Sardi e colombiani hanno ruoli diversi, ma si sono dimostrati ben addentro alla situazione. La valutazione vale per «i promotori e organizzatori di tale attività, capaci di acquisire quanto necessario compresa la forza lavoro anche di origine straniera per avviare e indirizzare l’attività illecita» e vale «per gli esecutori dell’attività di coltivazione e lavorazione, giunti da altra provincia o arrivati da poco a Oristano, taluni con permesso turistico e tuttavia impiegati in breve tempo in modo stabile e organizzato in un’attività illecita di tale portata, a dimostrazione della loro affidabilità e competenza nel settore».

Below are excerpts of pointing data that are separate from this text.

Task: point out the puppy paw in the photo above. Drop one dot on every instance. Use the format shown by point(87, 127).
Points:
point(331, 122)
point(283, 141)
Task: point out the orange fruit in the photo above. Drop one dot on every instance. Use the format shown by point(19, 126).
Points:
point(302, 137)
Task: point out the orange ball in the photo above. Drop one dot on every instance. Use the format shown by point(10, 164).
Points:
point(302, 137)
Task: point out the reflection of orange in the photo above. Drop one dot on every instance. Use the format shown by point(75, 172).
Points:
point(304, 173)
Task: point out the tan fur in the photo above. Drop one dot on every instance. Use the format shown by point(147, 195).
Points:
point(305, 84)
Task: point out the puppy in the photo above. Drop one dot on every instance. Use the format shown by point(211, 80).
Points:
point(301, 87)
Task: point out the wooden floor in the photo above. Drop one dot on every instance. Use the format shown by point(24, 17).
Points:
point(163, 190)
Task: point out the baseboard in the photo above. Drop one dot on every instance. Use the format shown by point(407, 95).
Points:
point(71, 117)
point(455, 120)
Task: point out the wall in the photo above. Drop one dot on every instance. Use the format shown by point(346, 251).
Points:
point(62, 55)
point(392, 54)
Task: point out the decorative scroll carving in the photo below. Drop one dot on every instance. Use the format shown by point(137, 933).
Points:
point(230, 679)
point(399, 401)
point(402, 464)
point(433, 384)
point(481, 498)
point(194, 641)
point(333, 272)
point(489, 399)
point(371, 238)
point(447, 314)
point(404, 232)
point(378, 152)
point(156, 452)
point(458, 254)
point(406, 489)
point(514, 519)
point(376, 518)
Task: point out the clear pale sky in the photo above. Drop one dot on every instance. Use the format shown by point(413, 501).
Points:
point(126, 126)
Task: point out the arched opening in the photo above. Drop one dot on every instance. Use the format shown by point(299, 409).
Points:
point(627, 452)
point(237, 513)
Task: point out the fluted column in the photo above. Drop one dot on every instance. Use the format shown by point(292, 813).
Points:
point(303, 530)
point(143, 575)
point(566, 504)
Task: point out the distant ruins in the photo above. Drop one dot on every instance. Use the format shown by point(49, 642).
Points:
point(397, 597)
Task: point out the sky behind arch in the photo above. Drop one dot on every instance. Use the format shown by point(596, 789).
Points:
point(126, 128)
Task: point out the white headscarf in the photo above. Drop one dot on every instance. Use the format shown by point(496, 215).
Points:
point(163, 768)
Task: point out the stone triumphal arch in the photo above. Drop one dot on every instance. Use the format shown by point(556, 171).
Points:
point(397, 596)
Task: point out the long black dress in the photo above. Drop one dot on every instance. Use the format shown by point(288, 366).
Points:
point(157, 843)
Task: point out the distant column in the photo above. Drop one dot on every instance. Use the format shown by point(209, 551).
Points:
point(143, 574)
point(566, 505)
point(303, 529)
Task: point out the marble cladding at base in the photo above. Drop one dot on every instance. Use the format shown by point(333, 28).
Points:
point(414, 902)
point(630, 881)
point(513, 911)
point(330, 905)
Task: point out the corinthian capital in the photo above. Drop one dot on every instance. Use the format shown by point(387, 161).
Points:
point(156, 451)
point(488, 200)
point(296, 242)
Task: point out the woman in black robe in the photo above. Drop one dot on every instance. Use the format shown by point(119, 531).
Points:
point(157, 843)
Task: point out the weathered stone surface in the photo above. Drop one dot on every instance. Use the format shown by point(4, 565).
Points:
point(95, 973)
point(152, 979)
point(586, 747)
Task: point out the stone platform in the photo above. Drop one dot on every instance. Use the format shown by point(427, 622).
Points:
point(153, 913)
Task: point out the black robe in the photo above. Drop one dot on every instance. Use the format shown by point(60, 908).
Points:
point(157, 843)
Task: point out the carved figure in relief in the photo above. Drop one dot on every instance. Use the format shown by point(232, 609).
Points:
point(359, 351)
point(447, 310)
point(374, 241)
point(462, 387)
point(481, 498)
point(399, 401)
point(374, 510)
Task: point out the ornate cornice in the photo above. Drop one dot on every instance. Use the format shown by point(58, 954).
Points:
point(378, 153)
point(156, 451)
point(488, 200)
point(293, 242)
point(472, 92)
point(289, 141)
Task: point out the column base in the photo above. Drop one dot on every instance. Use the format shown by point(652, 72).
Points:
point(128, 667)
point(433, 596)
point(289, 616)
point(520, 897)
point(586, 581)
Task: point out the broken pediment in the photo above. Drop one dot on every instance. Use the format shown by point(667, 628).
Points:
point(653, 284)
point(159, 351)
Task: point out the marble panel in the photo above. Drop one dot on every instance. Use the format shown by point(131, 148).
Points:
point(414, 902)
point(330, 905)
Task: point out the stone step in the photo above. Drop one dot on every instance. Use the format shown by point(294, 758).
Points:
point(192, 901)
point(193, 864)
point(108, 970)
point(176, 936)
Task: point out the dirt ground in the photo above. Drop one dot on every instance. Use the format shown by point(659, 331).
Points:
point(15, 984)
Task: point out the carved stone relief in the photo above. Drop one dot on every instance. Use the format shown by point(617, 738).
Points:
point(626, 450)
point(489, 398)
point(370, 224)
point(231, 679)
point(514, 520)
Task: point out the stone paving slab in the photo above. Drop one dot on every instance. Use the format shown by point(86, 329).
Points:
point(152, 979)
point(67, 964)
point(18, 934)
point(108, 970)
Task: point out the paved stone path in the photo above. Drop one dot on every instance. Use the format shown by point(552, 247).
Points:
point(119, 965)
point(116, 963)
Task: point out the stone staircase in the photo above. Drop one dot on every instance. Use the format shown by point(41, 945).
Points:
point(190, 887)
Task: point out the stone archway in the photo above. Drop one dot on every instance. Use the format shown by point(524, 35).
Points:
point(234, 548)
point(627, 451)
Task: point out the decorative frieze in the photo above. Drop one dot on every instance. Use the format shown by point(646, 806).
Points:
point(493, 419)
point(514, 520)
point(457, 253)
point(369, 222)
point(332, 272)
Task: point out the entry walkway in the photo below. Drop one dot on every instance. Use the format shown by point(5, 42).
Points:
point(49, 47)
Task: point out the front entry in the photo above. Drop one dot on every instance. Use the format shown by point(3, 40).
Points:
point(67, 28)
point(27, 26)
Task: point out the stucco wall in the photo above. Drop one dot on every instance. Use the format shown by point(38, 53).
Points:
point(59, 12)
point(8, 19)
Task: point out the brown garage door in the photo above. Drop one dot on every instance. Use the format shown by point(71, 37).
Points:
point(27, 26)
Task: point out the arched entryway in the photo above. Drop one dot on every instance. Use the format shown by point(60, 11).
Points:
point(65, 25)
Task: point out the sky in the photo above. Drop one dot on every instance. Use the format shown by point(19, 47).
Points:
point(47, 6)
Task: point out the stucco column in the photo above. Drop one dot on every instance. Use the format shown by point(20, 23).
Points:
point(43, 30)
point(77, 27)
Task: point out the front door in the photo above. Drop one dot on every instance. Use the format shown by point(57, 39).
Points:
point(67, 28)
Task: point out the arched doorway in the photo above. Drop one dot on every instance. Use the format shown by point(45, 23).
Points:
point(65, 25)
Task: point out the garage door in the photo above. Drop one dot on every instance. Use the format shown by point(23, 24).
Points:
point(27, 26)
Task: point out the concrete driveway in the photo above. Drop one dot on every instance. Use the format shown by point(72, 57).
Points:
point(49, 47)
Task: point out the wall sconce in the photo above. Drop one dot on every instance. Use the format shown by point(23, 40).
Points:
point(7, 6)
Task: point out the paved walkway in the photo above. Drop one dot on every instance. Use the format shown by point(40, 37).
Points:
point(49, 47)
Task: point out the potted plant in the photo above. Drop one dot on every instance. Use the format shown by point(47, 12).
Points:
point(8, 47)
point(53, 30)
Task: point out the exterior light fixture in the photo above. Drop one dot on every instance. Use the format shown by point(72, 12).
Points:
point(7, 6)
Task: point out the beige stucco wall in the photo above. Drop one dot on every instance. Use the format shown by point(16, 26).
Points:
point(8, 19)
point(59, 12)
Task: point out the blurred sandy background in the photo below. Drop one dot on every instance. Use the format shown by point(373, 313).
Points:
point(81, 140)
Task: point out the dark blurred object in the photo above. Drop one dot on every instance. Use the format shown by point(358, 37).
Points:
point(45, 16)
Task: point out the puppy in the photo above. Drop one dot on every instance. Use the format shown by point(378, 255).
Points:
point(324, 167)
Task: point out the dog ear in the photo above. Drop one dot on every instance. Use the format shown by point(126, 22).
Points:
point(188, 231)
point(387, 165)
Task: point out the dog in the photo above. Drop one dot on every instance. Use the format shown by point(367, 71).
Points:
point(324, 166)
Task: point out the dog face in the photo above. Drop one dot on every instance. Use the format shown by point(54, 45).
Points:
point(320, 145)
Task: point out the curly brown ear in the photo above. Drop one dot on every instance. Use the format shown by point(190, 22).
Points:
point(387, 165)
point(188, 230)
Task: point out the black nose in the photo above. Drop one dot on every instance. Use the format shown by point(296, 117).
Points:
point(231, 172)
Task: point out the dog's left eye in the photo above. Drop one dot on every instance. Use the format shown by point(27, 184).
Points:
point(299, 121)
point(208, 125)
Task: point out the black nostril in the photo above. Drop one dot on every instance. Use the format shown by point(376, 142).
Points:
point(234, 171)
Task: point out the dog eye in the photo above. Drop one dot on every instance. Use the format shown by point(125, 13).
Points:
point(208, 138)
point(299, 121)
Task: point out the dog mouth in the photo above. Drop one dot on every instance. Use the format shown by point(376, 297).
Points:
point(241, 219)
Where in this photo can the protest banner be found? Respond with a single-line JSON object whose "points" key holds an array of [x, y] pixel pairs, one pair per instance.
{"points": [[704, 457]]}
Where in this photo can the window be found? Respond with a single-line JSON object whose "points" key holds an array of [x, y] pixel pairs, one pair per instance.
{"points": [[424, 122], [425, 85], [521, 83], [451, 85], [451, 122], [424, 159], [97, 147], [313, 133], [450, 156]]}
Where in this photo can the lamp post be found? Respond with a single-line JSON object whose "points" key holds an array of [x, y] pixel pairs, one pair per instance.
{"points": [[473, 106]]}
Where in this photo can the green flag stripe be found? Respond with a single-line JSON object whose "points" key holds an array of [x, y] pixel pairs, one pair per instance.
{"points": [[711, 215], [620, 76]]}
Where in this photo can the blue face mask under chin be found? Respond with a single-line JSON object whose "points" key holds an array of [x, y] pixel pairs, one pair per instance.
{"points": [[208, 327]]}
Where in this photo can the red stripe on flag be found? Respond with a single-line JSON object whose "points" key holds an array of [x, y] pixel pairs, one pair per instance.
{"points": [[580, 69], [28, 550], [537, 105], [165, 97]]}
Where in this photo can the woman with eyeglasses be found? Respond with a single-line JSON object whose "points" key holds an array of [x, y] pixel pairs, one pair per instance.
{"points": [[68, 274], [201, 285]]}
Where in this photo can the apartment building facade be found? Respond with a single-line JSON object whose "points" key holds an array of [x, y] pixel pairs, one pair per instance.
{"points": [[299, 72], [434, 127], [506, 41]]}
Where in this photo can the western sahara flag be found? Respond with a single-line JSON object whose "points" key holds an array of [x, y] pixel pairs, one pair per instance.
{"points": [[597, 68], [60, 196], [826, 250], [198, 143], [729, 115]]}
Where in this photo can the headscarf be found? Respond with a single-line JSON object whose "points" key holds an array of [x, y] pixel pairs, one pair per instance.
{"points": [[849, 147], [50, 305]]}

È proprio a questo punto che viene evidenziato «L’impiego di lavoratori di nazionalità colombiana, tutti residenti o domiciliati nel medesimo indirizzo e taluni di giovane età e di recente ingresso in Italia». Da ciò la deduzione logica è automatica. La loro presenze «suggerisce un reclutamento attraverso una rete più articolata e complessa di contatti e dunque un maggiore spessore criminale delle persone coinvolte». Traendo le conclusioni, è chiaro che la procura non si fermerà agli arresti eseguiti giovedì scorso dai carabinieri nella località Ceas ’e Perdixis, al termine della quale sono finiti in manette Massimo Meloni, 51 anni di Villaurbana, Stefano Poddighe, 60 anni di Villaurbana, entrambi difesi dall’avvocato Pier Luigi Meloni, Salvatore Zirone, 45 anni di Bono difeso dall’avvocata Nazarena Tilocca, e i colombiani Jhoan Camilo Moreno Grisales, Henry Rolando Moreno Grisales, Juan Manuel Alzate Grisales, Mateo Felipe Jimenez Martinez e Jhon Edison Moreno Chacon, tutti difesi dall’avvocata Katia Ledda. Il ruolo di questi ultimi è quanto mai sotto osservazione. Uno solo di loro risiederebbe infatti a Oristano, gli altri sono arrivati apposta per sbrigare una faccenda che ha tutta l’aria di non essere limitata ai confini della provincia.